Немедленно были подняты силы для прочесывания местности в поисках трупа…
— Нет, не трупа, — отрицательно покачал головой министр внутренних дел. — Нужно искать живую, здоровую и очень красивую женщину, при обнаружении которой тут же лечь на землю и кричать: «Тетенька, я больше не буду».
— Интересная женщина, — восхитился замминистра генерал-майор Егоров. — Вот бы в жены такую.
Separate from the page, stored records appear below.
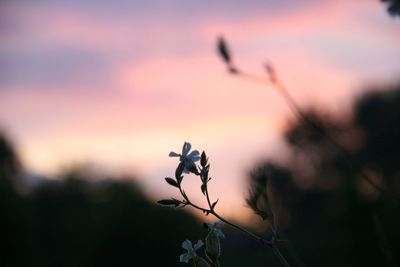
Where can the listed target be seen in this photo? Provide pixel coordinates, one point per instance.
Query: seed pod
(213, 246)
(200, 262)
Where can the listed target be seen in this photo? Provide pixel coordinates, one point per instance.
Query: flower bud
(213, 246)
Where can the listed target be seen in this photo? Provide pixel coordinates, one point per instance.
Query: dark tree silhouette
(317, 196)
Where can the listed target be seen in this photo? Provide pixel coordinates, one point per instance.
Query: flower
(214, 229)
(191, 251)
(187, 158)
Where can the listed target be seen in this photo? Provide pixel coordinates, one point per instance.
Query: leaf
(214, 204)
(170, 202)
(171, 181)
(223, 50)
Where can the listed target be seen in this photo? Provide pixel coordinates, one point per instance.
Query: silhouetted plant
(273, 79)
(187, 165)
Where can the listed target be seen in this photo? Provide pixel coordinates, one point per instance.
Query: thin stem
(281, 89)
(280, 256)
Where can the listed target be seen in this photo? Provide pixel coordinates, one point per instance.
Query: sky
(119, 84)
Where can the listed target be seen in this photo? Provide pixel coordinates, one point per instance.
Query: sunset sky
(119, 84)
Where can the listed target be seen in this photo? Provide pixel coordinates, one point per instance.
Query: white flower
(187, 158)
(214, 229)
(191, 251)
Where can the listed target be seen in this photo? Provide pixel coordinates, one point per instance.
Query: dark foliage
(321, 202)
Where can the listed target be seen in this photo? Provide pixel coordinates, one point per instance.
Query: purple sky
(122, 83)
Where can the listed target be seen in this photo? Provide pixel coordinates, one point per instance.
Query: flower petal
(194, 156)
(186, 148)
(187, 244)
(198, 245)
(185, 257)
(173, 154)
(194, 153)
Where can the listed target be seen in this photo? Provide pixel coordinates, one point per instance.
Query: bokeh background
(95, 94)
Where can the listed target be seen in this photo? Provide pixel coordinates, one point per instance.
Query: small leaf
(171, 181)
(179, 170)
(170, 202)
(215, 203)
(223, 50)
(203, 159)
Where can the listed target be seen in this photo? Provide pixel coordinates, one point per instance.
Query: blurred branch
(273, 79)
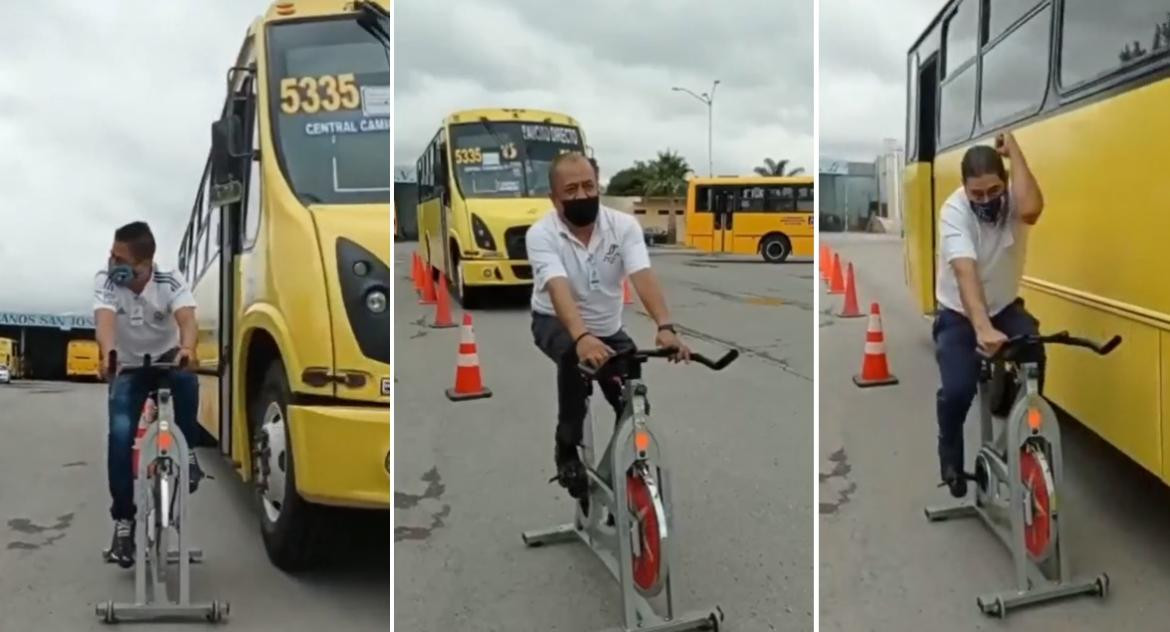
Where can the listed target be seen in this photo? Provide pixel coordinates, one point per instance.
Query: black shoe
(956, 480)
(571, 472)
(122, 549)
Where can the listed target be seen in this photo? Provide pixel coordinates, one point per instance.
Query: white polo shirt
(145, 322)
(997, 249)
(594, 270)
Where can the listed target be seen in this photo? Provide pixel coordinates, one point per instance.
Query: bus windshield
(330, 93)
(508, 159)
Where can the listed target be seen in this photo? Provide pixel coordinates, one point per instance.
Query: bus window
(959, 33)
(804, 199)
(702, 199)
(1016, 73)
(751, 199)
(782, 199)
(336, 80)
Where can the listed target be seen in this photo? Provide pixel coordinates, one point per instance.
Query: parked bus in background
(81, 359)
(483, 179)
(1084, 87)
(9, 357)
(771, 217)
(288, 255)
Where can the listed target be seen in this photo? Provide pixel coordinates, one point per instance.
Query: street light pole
(707, 98)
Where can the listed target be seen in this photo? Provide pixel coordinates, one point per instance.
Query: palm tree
(667, 176)
(777, 167)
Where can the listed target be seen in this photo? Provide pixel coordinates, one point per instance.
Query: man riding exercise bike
(983, 232)
(139, 311)
(580, 253)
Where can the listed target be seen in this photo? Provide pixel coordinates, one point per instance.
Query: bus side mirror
(226, 151)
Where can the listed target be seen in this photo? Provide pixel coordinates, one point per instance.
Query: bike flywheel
(1036, 476)
(646, 547)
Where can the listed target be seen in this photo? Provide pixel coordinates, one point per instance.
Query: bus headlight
(483, 238)
(366, 297)
(376, 301)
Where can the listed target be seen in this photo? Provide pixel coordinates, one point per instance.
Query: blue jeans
(128, 396)
(958, 366)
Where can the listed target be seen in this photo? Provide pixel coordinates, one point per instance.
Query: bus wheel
(776, 248)
(291, 528)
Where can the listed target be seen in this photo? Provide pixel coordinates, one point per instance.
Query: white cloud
(611, 64)
(862, 73)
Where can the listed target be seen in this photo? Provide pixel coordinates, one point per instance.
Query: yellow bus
(757, 215)
(483, 179)
(81, 359)
(9, 356)
(288, 254)
(1084, 86)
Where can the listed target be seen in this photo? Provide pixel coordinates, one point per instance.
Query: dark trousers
(128, 396)
(958, 366)
(573, 387)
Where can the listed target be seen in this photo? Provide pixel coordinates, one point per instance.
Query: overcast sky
(862, 73)
(104, 118)
(611, 64)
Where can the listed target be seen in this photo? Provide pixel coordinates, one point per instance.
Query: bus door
(235, 191)
(723, 203)
(701, 222)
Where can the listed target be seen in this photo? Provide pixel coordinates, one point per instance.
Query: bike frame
(1000, 499)
(631, 446)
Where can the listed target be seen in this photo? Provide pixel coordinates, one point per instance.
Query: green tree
(667, 176)
(777, 167)
(628, 181)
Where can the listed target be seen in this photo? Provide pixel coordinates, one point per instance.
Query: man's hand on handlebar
(186, 359)
(669, 339)
(989, 339)
(592, 351)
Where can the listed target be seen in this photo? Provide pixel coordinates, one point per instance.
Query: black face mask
(580, 212)
(991, 210)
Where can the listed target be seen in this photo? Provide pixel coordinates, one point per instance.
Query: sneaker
(122, 549)
(194, 473)
(955, 480)
(571, 472)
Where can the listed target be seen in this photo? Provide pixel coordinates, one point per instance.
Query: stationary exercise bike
(1018, 476)
(627, 524)
(162, 496)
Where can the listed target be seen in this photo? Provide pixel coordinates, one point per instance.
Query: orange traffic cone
(874, 369)
(442, 307)
(468, 382)
(850, 310)
(428, 287)
(144, 419)
(417, 272)
(837, 283)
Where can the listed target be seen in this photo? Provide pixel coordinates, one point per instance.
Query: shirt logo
(611, 255)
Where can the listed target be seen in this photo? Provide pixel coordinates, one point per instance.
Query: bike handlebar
(148, 365)
(663, 352)
(1061, 337)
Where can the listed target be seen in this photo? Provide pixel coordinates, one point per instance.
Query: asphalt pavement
(470, 476)
(883, 567)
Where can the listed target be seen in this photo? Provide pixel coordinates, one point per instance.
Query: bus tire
(776, 248)
(295, 540)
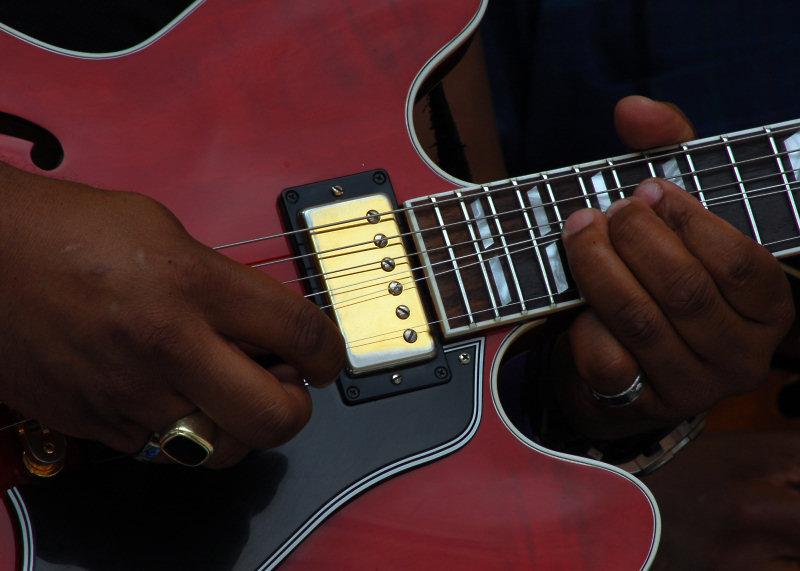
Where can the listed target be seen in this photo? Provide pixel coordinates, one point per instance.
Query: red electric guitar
(248, 117)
Алексей Васильевич Чебрак, несмотря на свою гениальность, был очень предусмотрительным человеком. Иван Селиверстович Марущак совершенно зря предупреждал его об опасности, исходящей от неподконтрольных Улыбчивого и Малышки. Алексей Васильевич лишь делал вид, что не догадывался об этом, на самом деле ему ничто не угрожало. Все солнечные убийцы, кроме Стефана Искры, сотворены им из шизофреников одного с ним демиургова поля. То есть они не испытывали перед ним благоговения, но причинить вред без приказа не могли в силу принадлежности к одному виду. Алексей Васильевич по некоторым признакам, а также благодаря своей ярко выраженной интуиции в какой-то момент почувствовал, что вся структура МОАГУ в общем и УЖАСа в частности будет ликвидирована по инициативе самого МОАГУ. Это говорило о том, что глубинный мир меняет стратегию и стиль общения с поверхностным миром. Поэтому Алексей Васильевич был рад предоставленному отпуску, ему не хотелось участвовать в ликвидационной суматохе и тем более не хотелось столкнуться с «лунными бабочками», которые в отличие от солнечных принадлежали к другому, явно непостижимому виду. И вообще, думал Алексей Васильевич, еще неизвестно, какими методами ликвидируется такая глобальная структура, как МОАГУ.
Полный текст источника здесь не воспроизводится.